In [10]:
import numpy as np
import pandas as pd
from sklearn.metrics import mean_squared_error, r2_score
from sklearn.preprocessing import StandardScaler


train_df = pd.read_csv("/Users/haderie/Downloads/housing/train.csv")
train_df = train_df.drop(columns=[ "zipcode"])

X_train = train_df.drop(columns=["price"]) # features
scaler = StandardScaler()

X_train_scaled = scaler.fit_transform(X_train)
y_train = train_df["price"] / 1000 # target


test_df = pd.read_csv("/Users/haderie/Downloads/housing/test.csv")
test_df = test_df.drop(columns=["id", "date", "zipcode"])

X_test = test_df.drop(columns=["price"]) # featurs

y_test = test_df["price"] / 1000  # target
X_test_scaled = scaler.transform(X_test)



In this problem, you will derive the optimal parameters for ridge regression and train ridge regression models with different regularization levels. In ridge regression, the loss function includes a regularization term:

$J(\theta) = \sum_{i=1}^N(h_{\theta}(x_i)-y_i)^2 + \lambda \sum_{j=1}^d \theta_j^2$

1. **[A]** Write the derivation of the closed form solution for parameter $\theta$ that minimizes the loss function $J(\theta)$ in ridge regression.

In PDF

2. **[C]** Modify your implementation from Problem 5 to implement ridge regression with gradient descent.


In [11]:
def ridge_gradient_descent(X, y, alpha, lam, num_iters):
    """
    Gradient descent for ridge regression
    X: (N, d) design matrix with intercept
    y: (N,) target
    lam: regularization parameter λ
    """
    N, d = X.shape
    theta = np.zeros(d)

    for _ in range(num_iters):
        gradient = (2 / N) * X.T @ (X @ theta - y) + 2 * lam * theta
        theta = theta - alpha * gradient

    return theta


3. **[C]** Simulate $N=1000$ values of random variable $X_i$, distributed uniformly on interval $[-2,2]$. Simulate the values of random variable       $Y_i = 1 + 2X_i + e_i$, where $e_i$ is drawn from a Gaussian distribution $N(0, 2)$. 

Fit this data with linear regression, and also with ridge regression for different values of $\lambda \in \{1,10,100,1000,10000\}$. 

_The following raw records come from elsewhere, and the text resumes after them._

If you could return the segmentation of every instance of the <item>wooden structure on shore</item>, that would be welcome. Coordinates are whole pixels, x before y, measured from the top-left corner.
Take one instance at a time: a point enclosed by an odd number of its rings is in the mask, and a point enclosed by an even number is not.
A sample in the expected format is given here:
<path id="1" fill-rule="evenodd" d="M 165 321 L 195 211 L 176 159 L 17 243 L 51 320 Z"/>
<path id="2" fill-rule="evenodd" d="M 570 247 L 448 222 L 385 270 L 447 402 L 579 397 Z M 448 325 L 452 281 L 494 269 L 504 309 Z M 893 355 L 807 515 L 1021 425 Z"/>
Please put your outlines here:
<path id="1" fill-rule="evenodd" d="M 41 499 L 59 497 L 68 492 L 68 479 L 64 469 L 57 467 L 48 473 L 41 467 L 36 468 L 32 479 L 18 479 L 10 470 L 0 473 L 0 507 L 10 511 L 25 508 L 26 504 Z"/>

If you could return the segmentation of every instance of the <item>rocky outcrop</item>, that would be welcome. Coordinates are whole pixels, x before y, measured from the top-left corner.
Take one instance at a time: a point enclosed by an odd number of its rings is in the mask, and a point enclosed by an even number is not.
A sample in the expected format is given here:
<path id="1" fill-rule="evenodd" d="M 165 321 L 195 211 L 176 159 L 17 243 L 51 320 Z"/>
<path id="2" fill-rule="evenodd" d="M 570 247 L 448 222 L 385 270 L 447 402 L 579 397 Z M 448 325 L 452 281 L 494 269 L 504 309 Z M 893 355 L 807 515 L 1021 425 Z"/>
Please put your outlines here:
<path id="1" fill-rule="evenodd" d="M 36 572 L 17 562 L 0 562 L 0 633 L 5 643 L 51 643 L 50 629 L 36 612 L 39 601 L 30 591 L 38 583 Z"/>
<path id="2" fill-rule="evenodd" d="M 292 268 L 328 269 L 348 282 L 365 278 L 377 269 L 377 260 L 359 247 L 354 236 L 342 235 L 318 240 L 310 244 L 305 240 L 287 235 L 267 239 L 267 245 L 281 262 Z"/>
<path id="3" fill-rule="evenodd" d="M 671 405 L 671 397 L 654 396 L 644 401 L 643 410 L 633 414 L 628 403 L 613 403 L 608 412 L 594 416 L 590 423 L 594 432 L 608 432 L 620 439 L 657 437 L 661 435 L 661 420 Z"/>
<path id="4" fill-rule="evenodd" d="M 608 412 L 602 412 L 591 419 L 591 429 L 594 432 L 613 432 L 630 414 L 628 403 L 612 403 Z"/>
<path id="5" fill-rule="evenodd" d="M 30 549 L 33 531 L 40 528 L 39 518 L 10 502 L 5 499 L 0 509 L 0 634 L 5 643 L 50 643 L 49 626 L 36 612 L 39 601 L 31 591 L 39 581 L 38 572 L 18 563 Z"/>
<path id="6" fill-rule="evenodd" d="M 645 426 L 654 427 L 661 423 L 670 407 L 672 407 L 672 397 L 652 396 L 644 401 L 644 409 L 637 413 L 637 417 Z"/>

Print the slope, the MSE values, and the $R^2$ statistic for each case and write down some observations. What happens as the regularization parameter $\lambda$ increases?

In [12]:
np.random.seed(0)

# simulate data
N = 1000
X = np.random.uniform(-2, 2, N)
e = np.random.normal(0, np.sqrt(2), N)
y = 1 + 2*X + e

# matrix with intercept
X_matrix = np.column_stack((np.ones(N), X))

# linear regression
theta = np.linalg.pinv(X_matrix) @ y
y_pred_lr = X_matrix @ theta

print("Linear Regression")
print("Intercept:", theta[0])
print("Slope:", theta[1])
print("MSE:", mean_squared_error(y, y_pred_lr))
print("R^2:", r2_score(y, y_pred_lr))
print()

# ridge Regression 
lambdas = [1, 10, 100, 1000, 10000]

for lam in lambdas:
    theta_ridge = ridge_gradient_descent(
        X_matrix, y,
        alpha=0.0001,
        lam=lam,
        num_iters=5000
    )

    y_pred_ridge = X_matrix @ theta_ridge

    print(f"Ridge (lambda={lam})")
    print("Slope:", theta_ridge[1])
    print("MSE:", mean_squared_error(y, y_pred_ridge))
    print("R^2:", r2_score(y, y_pred_ridge))
    print()


Linear Regression
Intercept: 1.0405149813978518
Slope: 1.9656920054163693
MSE: 1.8653740489434376
R^2: 0.7367593726211263

Ridge (lambda=1)
Slope: 1.017926323013737
MSE: 3.419195822005353
R^2: 0.5174848423426281

Ridge (lambda=10)
Slope: 0.23265695792026644
MSE: 6.7702796662790465
R^2: 0.04458161198758659

Ridge (lambda=100)
Slope: 0.026044838209081718
MSE: 7.9465287822285235
R^2: -0.12141005891175194

Ridge (lambda=1000)
Slope: 0.0026359727231450724
MSE: 8.087221790538303
R^2: -0.1412645839579565

Ridge (lambda=10000)
Slope: -0.0007501558600695277
MSE: 8.107440944031175
R^2: -0.1441179005104991



As the regularization parameter λ increases, the slope of the ridge regression model shrinks toward zero, the MSE increases, and the R² decreases. Small λ has little effect, while very large λ causes the model to underfit completely, effectively ignoring the input feature.